Clearly, Aunt Jennifer's tigers are a pretty important part of this poem. Heck, they're right up there in the title. But determining the meaning of the tigers can be a bit tricky. We think that the tigers actually raise more questions than they answer. Are they alter-egos for Aunt Jennifer? Does she wish that she were like them? Are they symbols of the life she wished she had? Does she live life through them? We can all agree that the tigers are everything that Aunt J is not, but there are still a whole lot of ways to interpret these furry, fierce friends.
Lines 1-2: The (needlework) tigers are beautiful and active—they "prance," and they're "bright topaz" inhabitants of a beautiful forest-y world. These tigers have a pretty sweet life, but they also exude joy and peace.

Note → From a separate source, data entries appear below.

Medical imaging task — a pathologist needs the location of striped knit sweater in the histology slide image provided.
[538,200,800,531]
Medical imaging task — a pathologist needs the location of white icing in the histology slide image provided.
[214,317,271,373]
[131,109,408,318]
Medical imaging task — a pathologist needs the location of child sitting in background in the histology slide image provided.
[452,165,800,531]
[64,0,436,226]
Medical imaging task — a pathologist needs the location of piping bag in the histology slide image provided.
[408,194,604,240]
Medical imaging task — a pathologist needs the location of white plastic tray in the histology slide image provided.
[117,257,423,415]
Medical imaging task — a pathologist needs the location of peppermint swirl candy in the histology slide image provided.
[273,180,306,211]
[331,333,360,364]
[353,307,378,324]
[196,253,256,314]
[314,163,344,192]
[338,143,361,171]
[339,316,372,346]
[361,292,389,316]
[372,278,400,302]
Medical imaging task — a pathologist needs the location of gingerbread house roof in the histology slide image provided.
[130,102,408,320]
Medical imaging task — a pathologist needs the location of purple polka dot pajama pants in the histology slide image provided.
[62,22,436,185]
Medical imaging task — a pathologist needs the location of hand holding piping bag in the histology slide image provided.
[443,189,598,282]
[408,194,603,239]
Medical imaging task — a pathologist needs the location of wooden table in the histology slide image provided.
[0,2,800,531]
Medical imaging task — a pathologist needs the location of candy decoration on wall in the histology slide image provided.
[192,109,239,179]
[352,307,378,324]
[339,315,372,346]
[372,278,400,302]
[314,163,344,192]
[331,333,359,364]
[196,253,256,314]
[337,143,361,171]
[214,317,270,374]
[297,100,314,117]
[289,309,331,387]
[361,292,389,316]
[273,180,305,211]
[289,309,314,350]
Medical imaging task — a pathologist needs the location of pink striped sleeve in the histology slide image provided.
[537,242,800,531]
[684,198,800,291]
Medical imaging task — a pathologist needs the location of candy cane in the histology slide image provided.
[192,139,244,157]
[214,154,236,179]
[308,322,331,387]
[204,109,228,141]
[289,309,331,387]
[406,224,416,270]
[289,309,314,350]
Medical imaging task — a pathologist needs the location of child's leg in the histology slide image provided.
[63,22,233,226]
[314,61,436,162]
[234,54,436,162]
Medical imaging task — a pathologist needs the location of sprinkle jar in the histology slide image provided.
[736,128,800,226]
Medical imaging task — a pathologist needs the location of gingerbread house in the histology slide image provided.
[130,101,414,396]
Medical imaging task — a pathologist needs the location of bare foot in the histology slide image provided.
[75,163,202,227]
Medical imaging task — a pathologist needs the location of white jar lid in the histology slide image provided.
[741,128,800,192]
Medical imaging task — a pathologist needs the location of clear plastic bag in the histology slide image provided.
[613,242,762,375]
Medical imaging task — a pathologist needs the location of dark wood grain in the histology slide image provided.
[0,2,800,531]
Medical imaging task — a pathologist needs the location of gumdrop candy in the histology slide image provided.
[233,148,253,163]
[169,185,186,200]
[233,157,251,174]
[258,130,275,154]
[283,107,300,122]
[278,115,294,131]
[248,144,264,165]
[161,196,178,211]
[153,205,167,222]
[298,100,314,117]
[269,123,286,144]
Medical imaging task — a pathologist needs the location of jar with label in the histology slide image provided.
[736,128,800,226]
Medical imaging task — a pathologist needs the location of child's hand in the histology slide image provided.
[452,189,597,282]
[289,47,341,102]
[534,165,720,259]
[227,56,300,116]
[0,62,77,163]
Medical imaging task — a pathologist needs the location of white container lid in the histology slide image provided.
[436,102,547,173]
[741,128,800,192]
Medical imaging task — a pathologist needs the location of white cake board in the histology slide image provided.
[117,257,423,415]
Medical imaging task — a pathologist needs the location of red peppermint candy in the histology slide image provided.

Lines 3-4: The tigers are also brave. They're not afraid of anything. They pace back and forth in a way that's confident and chivalric (which means that they're like knights in shining armor). Aunt Jennifer has created some awesome creatures, even though we find out in the next stanza that Aunt Jennifer herself has had a tough life. She's incredibly capable in her art, even if she isn't in her own life.
Lines 11-12: The speaker imagines the future, in which Aunt J is dead but her tigers live on in her beautiful tapestry. Aunt J can be brought down by death, but the cool thing about art (and these tapestry tigers) is that they can live forever! A little piece of Aunt J will become immortal via her prancing creations.